A typical day begins at 0730 where morning rounds take place. Medical students, interns, residents and attendings are present. The obstetric, gynecologic and oncology cases from the previous day were discussed. The hospital is largely run by the resident service and the morning report serves as a place for the attendings to teach the residents how they might have managed the cases differently. Typically this lasts for a few hours and is followed by medical student presentations that they have been assigned for the week. It was very impressive that…
despite the lack of resources that the doctors were update on the literature and the way things are taught in the western world. I spent a lot of my day supervising and teaching the interns about patient management and guiding them through surgeries. A typical day last until 1800 to 1900.
Typically after morning rounds the teams are separated into OB, clinic and gyn. Many patients are seen on GYN rounds. Patients often travel from very far to be seen at the hospital, occasional patients do not have the money to return immediately to their home. Patients will stay in the hospital days to weeks until their surgery date could be scheduled. Often patients families would stay in the hospital with them cooking them meals, washing their clothes and keeping the company. The attending, the residents and medical students would spend time at bedside with each patient and this was often the time for more medical education.
The surgery schedule was often limited by anesthesia availability, having clean instruments gowns and running water. Often times there was water shut offs in the hospital so there were spare buckets of water to use to wash hands prior to surgery. All surgeries were done with laparotomy. I got the experience to perform more open surgical cases than I had previous experience with this was an educational highlight of the trip. The residents were so well trained in open surgery they could easily guided me through almost any surgery. I was involved in hysterectomy, oophorectomies, and ectopic pregnancies to name a few. However the drawback of so many open surgeries in less than sterile conditions were many patients returned with postoperative wound infections and intra-abdominal abscess. It became all too common to take patient back for a second surgery where we would wash out their abdomen and find lots of malodorous pus that required evacuation. This was another important skill that I learnt.
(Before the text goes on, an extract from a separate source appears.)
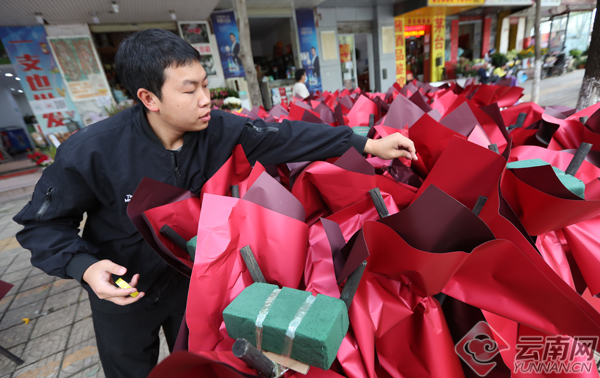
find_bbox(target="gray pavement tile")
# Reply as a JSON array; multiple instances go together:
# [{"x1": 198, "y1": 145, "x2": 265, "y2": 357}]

The labor ward was very busy with majority of deliveries being performed by midwives. A typically day included 30-40 deliveries. Often times these patients have been laboring at home or at community hospital for 3-5 days before they present to Queens Elizabeth. This meant that many patients presented in sepsis, severe preeclampsia or with fetal demises. Patient’s labors were managed with intermittent auscultation. There was the possibility for forceps or vacuum use for assisted deliveries but the instruments were not always readily available to use. The indications for cesarean section were many, and were often very different than we currently practice in the United States. They explained to me that their operating rooms are so busy they take a more conservative approach to managing labor. Unfortunately due to resources, education and the lack of prenatal care the mortality rate of neonates often approached up to 20 percent.
My time at Queens Elizabeth was an excellent educational experience. I was very impressed by the dedication to education, the improvisation in a resource limiting situation and the surgical skills of the residents. It was a great way to learn about a new culture, learn different surgical techniques and learn to practice medicine in a resource poor setting.